While pension risk transfers shift obligations to an insurance company from an employer, they don't change the benefits retirees receive; that's because annuities, like traditional pension plans, provide guaranteed payments for life.
Critics of these deals, however, point to what they believe is an Achilles' heel: Corporate pension plans are governed by federal law, while insurance and annuities fall under state regulation. Surely, the critics complain, the hard-earned retirement benefits of America's workers are safer with Washington as the cop on the beat. Really?
Actually, they are not.

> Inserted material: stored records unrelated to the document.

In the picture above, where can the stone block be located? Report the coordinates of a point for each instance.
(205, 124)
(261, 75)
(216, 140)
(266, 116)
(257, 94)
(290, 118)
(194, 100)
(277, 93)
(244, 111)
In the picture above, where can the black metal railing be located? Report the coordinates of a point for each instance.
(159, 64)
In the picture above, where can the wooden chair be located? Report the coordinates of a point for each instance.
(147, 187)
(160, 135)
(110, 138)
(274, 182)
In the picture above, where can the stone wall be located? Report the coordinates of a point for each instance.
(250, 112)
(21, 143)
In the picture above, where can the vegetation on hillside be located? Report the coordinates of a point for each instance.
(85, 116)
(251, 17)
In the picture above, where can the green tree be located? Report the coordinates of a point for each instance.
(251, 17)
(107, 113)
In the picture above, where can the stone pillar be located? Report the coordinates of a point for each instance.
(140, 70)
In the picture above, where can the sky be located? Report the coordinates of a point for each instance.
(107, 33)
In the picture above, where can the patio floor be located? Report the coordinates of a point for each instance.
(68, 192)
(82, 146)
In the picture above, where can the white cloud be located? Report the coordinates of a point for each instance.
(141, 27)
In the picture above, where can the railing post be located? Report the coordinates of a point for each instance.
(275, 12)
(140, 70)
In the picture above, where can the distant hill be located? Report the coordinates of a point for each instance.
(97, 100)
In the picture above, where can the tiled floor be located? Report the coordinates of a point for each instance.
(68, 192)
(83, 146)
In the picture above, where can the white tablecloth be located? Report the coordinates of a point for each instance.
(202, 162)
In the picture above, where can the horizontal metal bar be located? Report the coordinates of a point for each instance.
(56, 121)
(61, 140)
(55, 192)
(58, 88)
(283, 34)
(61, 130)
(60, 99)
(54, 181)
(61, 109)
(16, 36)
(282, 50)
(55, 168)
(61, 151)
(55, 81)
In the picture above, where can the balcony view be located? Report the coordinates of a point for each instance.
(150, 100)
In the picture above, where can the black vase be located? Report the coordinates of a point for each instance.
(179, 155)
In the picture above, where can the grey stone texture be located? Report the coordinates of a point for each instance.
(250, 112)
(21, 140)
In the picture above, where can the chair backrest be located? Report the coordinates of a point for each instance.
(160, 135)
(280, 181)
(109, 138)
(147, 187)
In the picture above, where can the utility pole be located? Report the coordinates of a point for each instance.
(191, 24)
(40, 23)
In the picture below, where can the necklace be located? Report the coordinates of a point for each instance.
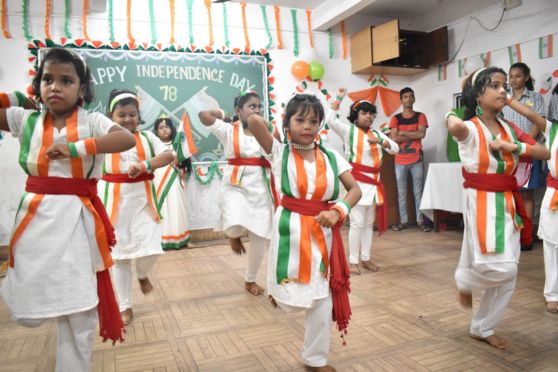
(298, 146)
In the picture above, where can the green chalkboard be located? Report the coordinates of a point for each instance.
(175, 82)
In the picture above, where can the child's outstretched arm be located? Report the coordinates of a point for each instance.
(332, 216)
(117, 139)
(208, 117)
(259, 128)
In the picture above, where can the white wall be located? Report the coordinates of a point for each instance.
(528, 22)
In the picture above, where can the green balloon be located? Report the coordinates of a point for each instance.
(316, 71)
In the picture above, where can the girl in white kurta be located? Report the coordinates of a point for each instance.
(304, 248)
(246, 198)
(364, 149)
(494, 214)
(170, 188)
(131, 202)
(59, 249)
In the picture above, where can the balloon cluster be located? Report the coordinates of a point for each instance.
(302, 69)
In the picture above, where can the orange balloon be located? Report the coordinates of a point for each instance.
(300, 69)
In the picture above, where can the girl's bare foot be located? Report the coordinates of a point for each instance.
(253, 288)
(465, 299)
(127, 316)
(552, 306)
(237, 246)
(493, 340)
(368, 265)
(145, 286)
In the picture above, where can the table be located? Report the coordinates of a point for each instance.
(443, 190)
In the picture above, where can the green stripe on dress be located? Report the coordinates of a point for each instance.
(28, 130)
(284, 248)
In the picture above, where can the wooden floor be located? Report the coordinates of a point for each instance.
(405, 317)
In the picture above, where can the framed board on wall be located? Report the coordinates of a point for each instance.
(175, 83)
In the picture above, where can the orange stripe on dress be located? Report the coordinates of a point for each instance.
(236, 150)
(305, 251)
(100, 234)
(72, 136)
(31, 210)
(321, 176)
(301, 177)
(162, 183)
(47, 140)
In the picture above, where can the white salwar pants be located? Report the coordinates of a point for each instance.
(317, 330)
(550, 271)
(497, 280)
(256, 251)
(361, 232)
(122, 274)
(75, 339)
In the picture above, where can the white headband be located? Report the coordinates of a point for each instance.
(120, 97)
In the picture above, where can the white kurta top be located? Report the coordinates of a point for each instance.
(548, 222)
(248, 204)
(495, 225)
(138, 234)
(175, 224)
(361, 152)
(293, 293)
(56, 256)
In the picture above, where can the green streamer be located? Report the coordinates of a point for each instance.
(67, 32)
(330, 41)
(189, 4)
(111, 23)
(269, 38)
(295, 32)
(25, 15)
(152, 23)
(226, 26)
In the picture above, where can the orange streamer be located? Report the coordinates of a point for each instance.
(47, 19)
(210, 21)
(278, 26)
(309, 17)
(129, 23)
(244, 26)
(171, 3)
(4, 18)
(85, 13)
(344, 39)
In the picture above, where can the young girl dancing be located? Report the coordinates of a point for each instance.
(171, 194)
(363, 148)
(307, 267)
(494, 213)
(129, 196)
(246, 197)
(59, 251)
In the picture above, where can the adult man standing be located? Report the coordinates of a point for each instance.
(408, 128)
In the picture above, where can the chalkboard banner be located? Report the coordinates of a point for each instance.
(172, 83)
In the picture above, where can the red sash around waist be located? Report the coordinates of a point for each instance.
(501, 183)
(110, 321)
(339, 280)
(358, 173)
(124, 178)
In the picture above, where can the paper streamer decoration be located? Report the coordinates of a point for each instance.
(210, 22)
(309, 18)
(67, 32)
(295, 32)
(48, 8)
(5, 31)
(244, 26)
(278, 26)
(226, 25)
(266, 24)
(85, 14)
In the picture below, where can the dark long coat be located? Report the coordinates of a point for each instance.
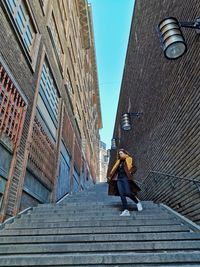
(130, 169)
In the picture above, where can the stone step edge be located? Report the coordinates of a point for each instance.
(192, 225)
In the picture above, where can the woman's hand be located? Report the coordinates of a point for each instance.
(108, 180)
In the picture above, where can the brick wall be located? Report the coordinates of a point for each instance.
(166, 137)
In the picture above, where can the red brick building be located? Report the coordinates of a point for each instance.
(49, 102)
(165, 140)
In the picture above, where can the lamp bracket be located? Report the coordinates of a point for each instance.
(193, 24)
(137, 114)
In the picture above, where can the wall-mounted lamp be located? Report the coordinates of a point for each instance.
(171, 36)
(126, 124)
(114, 142)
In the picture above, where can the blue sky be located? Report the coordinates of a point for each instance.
(112, 20)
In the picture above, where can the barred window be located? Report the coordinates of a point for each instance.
(23, 22)
(55, 36)
(48, 91)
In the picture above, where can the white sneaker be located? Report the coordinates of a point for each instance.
(139, 206)
(125, 213)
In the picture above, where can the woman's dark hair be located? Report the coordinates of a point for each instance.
(124, 151)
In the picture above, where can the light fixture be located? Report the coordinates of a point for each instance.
(114, 142)
(171, 36)
(126, 124)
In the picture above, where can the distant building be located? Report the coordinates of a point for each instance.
(103, 162)
(49, 102)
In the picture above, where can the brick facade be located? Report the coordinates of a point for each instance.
(53, 50)
(165, 139)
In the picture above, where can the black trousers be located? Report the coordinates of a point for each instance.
(125, 191)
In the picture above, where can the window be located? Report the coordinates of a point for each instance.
(12, 106)
(48, 101)
(22, 21)
(43, 4)
(54, 35)
(21, 16)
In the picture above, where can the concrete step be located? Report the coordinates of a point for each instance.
(100, 237)
(94, 259)
(90, 217)
(89, 223)
(92, 205)
(82, 231)
(90, 230)
(133, 246)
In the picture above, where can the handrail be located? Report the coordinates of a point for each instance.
(174, 176)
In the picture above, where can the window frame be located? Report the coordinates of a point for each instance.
(59, 59)
(31, 55)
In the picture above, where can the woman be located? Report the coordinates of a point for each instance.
(121, 181)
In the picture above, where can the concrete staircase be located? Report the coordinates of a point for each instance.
(86, 230)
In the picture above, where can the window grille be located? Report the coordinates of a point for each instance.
(55, 36)
(12, 108)
(48, 91)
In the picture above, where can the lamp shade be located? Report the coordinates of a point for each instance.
(173, 42)
(126, 122)
(113, 143)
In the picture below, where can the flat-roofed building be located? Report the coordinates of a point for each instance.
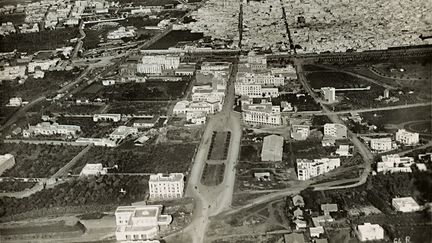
(394, 163)
(93, 170)
(163, 186)
(155, 64)
(261, 114)
(272, 149)
(334, 130)
(307, 169)
(300, 132)
(135, 223)
(370, 232)
(7, 161)
(407, 138)
(381, 144)
(48, 129)
(107, 117)
(405, 204)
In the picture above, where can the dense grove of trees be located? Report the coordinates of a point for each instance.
(37, 160)
(81, 191)
(42, 40)
(160, 158)
(378, 191)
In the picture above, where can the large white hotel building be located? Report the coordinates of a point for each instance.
(164, 186)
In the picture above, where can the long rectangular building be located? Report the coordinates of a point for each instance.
(166, 186)
(307, 169)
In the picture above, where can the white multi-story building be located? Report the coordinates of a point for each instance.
(166, 186)
(334, 130)
(93, 170)
(107, 117)
(12, 72)
(394, 163)
(122, 132)
(370, 232)
(215, 66)
(407, 138)
(47, 129)
(42, 64)
(307, 169)
(16, 101)
(381, 144)
(272, 149)
(405, 204)
(261, 114)
(7, 161)
(156, 64)
(135, 223)
(300, 132)
(329, 94)
(263, 78)
(256, 90)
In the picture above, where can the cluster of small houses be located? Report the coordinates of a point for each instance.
(72, 132)
(316, 228)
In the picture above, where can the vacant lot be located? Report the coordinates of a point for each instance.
(213, 174)
(335, 79)
(219, 146)
(37, 160)
(89, 128)
(85, 194)
(45, 86)
(42, 40)
(139, 108)
(415, 119)
(174, 37)
(302, 102)
(160, 158)
(151, 90)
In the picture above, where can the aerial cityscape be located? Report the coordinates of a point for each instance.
(216, 121)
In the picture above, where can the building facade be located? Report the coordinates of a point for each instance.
(307, 169)
(394, 163)
(134, 223)
(7, 161)
(261, 114)
(407, 138)
(381, 144)
(370, 232)
(166, 186)
(272, 149)
(329, 94)
(334, 130)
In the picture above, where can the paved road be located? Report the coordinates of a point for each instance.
(212, 200)
(387, 86)
(386, 108)
(361, 147)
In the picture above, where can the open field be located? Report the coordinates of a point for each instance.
(416, 120)
(43, 40)
(174, 37)
(213, 174)
(89, 128)
(242, 226)
(160, 158)
(43, 86)
(151, 90)
(219, 146)
(37, 160)
(15, 186)
(303, 102)
(83, 195)
(137, 108)
(335, 79)
(70, 108)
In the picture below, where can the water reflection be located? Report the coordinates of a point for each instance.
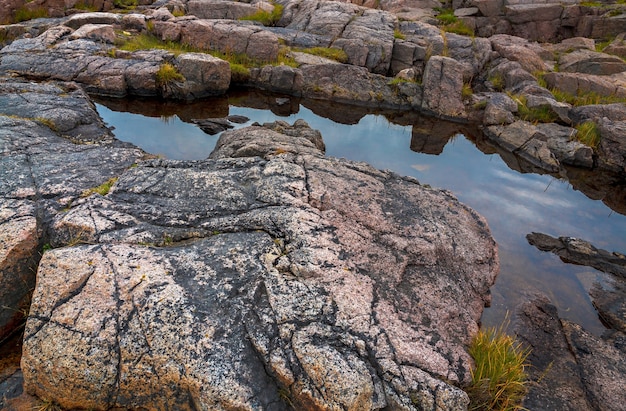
(441, 154)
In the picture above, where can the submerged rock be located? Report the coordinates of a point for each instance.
(266, 277)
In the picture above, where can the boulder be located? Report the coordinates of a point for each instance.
(48, 132)
(581, 252)
(579, 84)
(499, 109)
(296, 283)
(591, 62)
(96, 32)
(77, 20)
(519, 138)
(612, 148)
(230, 37)
(443, 84)
(356, 85)
(519, 50)
(220, 9)
(554, 372)
(204, 74)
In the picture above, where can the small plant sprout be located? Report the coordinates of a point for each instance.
(103, 189)
(499, 378)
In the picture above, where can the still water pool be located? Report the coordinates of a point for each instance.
(436, 153)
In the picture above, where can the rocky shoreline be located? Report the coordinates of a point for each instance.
(134, 294)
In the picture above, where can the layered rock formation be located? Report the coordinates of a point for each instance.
(266, 277)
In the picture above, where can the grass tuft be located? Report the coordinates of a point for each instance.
(499, 378)
(588, 133)
(266, 18)
(25, 14)
(103, 189)
(327, 52)
(167, 74)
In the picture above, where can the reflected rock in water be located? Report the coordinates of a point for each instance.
(339, 113)
(212, 126)
(214, 107)
(430, 135)
(282, 106)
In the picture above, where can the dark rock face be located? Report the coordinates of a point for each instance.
(53, 146)
(590, 371)
(265, 277)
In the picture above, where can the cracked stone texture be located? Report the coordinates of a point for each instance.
(570, 368)
(53, 146)
(284, 279)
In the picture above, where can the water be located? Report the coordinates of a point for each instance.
(514, 203)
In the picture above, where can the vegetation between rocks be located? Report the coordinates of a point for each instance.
(168, 74)
(588, 133)
(499, 378)
(25, 14)
(102, 189)
(267, 18)
(326, 52)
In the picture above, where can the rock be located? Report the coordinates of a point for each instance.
(617, 47)
(281, 79)
(230, 37)
(466, 11)
(499, 109)
(579, 84)
(577, 251)
(520, 139)
(591, 62)
(220, 9)
(602, 367)
(566, 149)
(555, 375)
(204, 74)
(134, 21)
(213, 126)
(278, 290)
(616, 112)
(19, 241)
(368, 40)
(612, 148)
(355, 85)
(443, 84)
(610, 301)
(519, 50)
(95, 32)
(77, 20)
(607, 26)
(51, 150)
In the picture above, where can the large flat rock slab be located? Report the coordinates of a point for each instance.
(265, 277)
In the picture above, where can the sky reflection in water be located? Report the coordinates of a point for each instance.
(514, 204)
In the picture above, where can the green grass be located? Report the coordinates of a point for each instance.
(499, 378)
(327, 52)
(102, 189)
(588, 133)
(459, 27)
(397, 34)
(25, 14)
(267, 18)
(467, 91)
(446, 16)
(167, 74)
(585, 98)
(125, 4)
(541, 114)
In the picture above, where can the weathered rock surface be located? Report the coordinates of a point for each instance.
(577, 251)
(572, 369)
(299, 281)
(53, 146)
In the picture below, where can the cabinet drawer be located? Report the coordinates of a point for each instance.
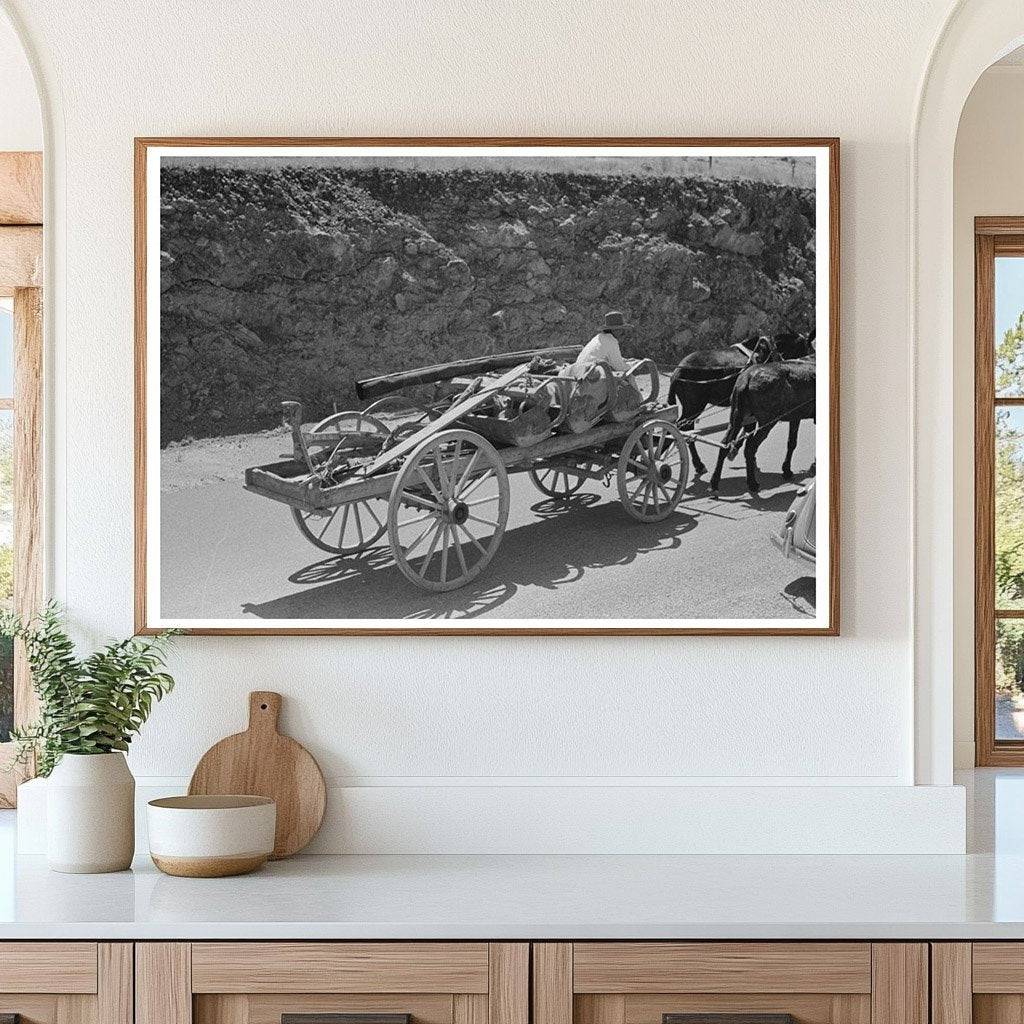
(722, 967)
(48, 967)
(737, 982)
(333, 967)
(67, 982)
(981, 982)
(263, 982)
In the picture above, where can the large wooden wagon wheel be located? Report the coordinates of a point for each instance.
(653, 470)
(448, 510)
(354, 525)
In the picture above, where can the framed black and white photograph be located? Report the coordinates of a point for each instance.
(487, 386)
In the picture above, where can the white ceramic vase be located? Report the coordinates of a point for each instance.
(90, 814)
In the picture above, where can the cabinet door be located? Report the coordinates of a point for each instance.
(748, 982)
(66, 982)
(333, 983)
(980, 982)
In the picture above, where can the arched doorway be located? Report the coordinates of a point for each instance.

The state regulatory system that oversees annuities and the life insurers that issue them impose a higher level of regulatory and solvency scrutiny than the federal regulations governing pension plans.
The National Organization of Life and Health Insurance Guaranty Associations, whose members protect policyholders in insurer insolvencies, said it best in a 2016 report: "Even though both (the state and federal) systems focus on payer solvency, (state) insurance regulation generally holds life insurance companies to stricter financial standards and more intensive oversight than are applied by pension regulation to single-employer pension plans."